After putting the crew to bed on their last night in space, I left the Control Room and made my way back to the Crew Center, more tired than I could remember having been in a long time. That wasn't a good sign, considering that the mission's last and in some ways trickiest phase was coming up next. I had a lot on my mind as I let myself into our apartment.
Not so much that I didn't notice the divine aroma that wafted out at me the moment I opened the door, though, nor the friendly little group that was assembled around the table in the apartment's combination kitchen-dining room.
"Hi, Mom," Hikari called from the kitchen half of the room. "You're just in time. Have a seat, dinner's almost up."
I looked at my watch. "It's nearly eleven o'clock," I said.
"You couldn't get out of the Control Room 'til eleven? Then dinner's at eleven," Hikari replied pragmatically. "Sit!"
"There's no point arguing with her when she's like this," said Tenzin from the table with a sage little smile. Ever the gentleman, he rose and pulled out one of the vacant chairs for me.
"Just like her parents," Pema added sentimentally as I sat down across from her.
Hikari leaned out of the kitchen and looked toward the door. "Isn't Mako with you?"
I shook my head. "He's still in the Control Room."
With an exasperated growl, she went to the wall phone in the kitchen, dialed the extension for his station in the Control Room, and said, "You. Dinner. Now. Bring Jinora. Ah-ah! I don't want to hear it. I'm timing you," then hung up. Tenzin and Pema blinked at each other, then at her, and she grinned. "You just have to know how to talk to these people," she said.

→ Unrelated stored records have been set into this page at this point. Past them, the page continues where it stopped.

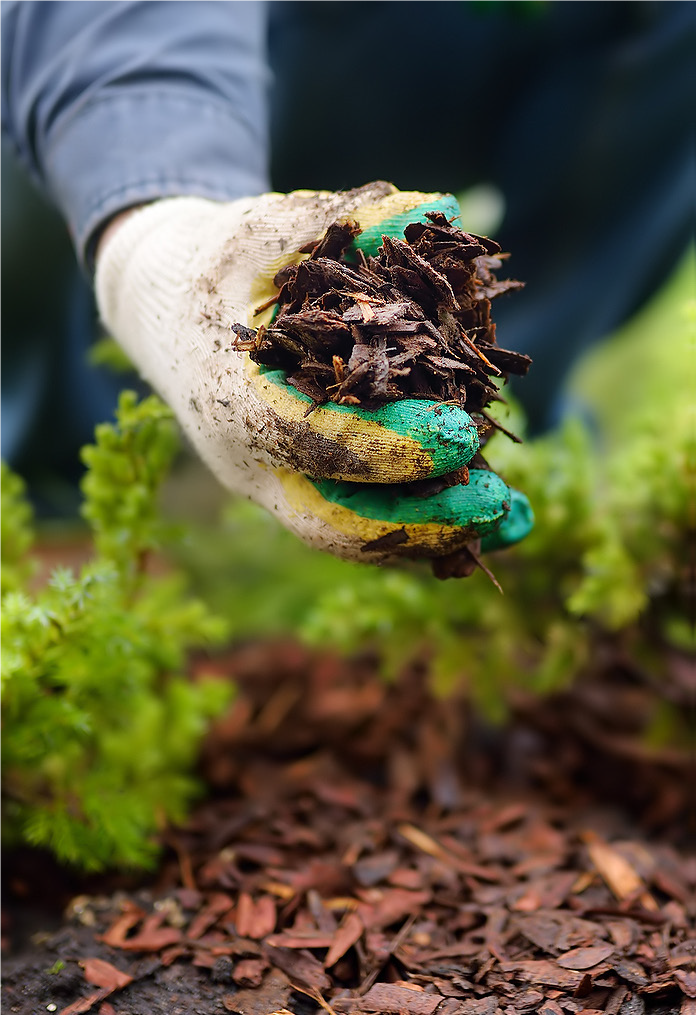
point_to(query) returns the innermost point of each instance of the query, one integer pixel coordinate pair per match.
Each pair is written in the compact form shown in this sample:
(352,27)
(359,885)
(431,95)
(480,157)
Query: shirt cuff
(122,150)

A slightly sheepish Mako appeared minutes later, with Pabu aboard and Jinora in tow, and the six of us sat down to a delicious Air Nomad meal. Neither Hikari nor I was a vegetarian, but we had long agreed that theirs was the finest such food in the world. She had learned to cook a wide range of their dishes, some from Korra or me (both of us had lived at one point or another on Air Temple Island), others during her own time as a student at the temple school. Tonight's offering was a potarsnip curry, rich and just a little biting, with rice, salad, and nicely charred little flatbreads.
While we ate, we avoided talking about the mission, since that was all any of us ever did the rest of the time lately. Instead, we reminisced about adventures past, the elders among us regaling Hikari with war stories of days gone by. Not until the food was gone and we were lingering over butter tea and pastries (another Air Nomad specialty) did Tenzin raise a matter related to work.
"Asami," he said, "I've been thinking about your plan to stay in the Control Room until the landing, and I think I have a better idea."
"Oh?" I asked.
"You're staying because you want to be on the radio with them as soon as they come out of the ionization blackout. Correct?"
I nodded. "That's right."
"How long is the blackout supposed to last?"
"We don't know exactly," I said. "At least fifteen minutes, possibly as many as twenty."
Tenzin nodded, and I could see him calculating something; then he smiled and said, "Oogi and I can have you on Lagos Island well before they emerge, then. If you like, you can get back onto the communications net from the blockhouse there and watch them land with your own eyes."
I blinked. I hadn't thought of that. It had occurred to me to try to get to Lagos during the blackout, and do exactly as he was suggesting, so that I would be on hand to welcome the crew home in person as soon as they lowered the ramp; but in none of the scenarios I modeled in my head could I make it there in time. A boat would be too slow; a seaplane would take too long to preflight and secure at the far end. But a sky bison like Oogi could take me straight from the roof of the Control Center to the doorstep of the Lagos Island blockhouse, shaving a good ten minutes off the journey time.
"Why didn't I think of that?" I wondered wryly.
"Too busy thinking of absolutely everything else?" Mako suggested, and we all laughed.
"Thank you, Tenzin," I said. "That's a very kind offer, and one I'll certainly take you up on. Not only will I be there for the landing, it'll give me something to do during the blackout besides sit in my chair and go mad."
We lingered over tea for a while longer, unwilling to let the occasion end; but at last, with the grace of a master Air Acolyte, Pema excused herself and her husband, and Jinora left with them. Mako stayed on long enough to lose 20 yuan and overnight custody of Pabu to Hikari at pai sho, then slunk off to lick his wounds. The rain had finally stopped as we got ready for bed; after one last long look at the moon, shining through as the clouds broke up and drifted away, we retired.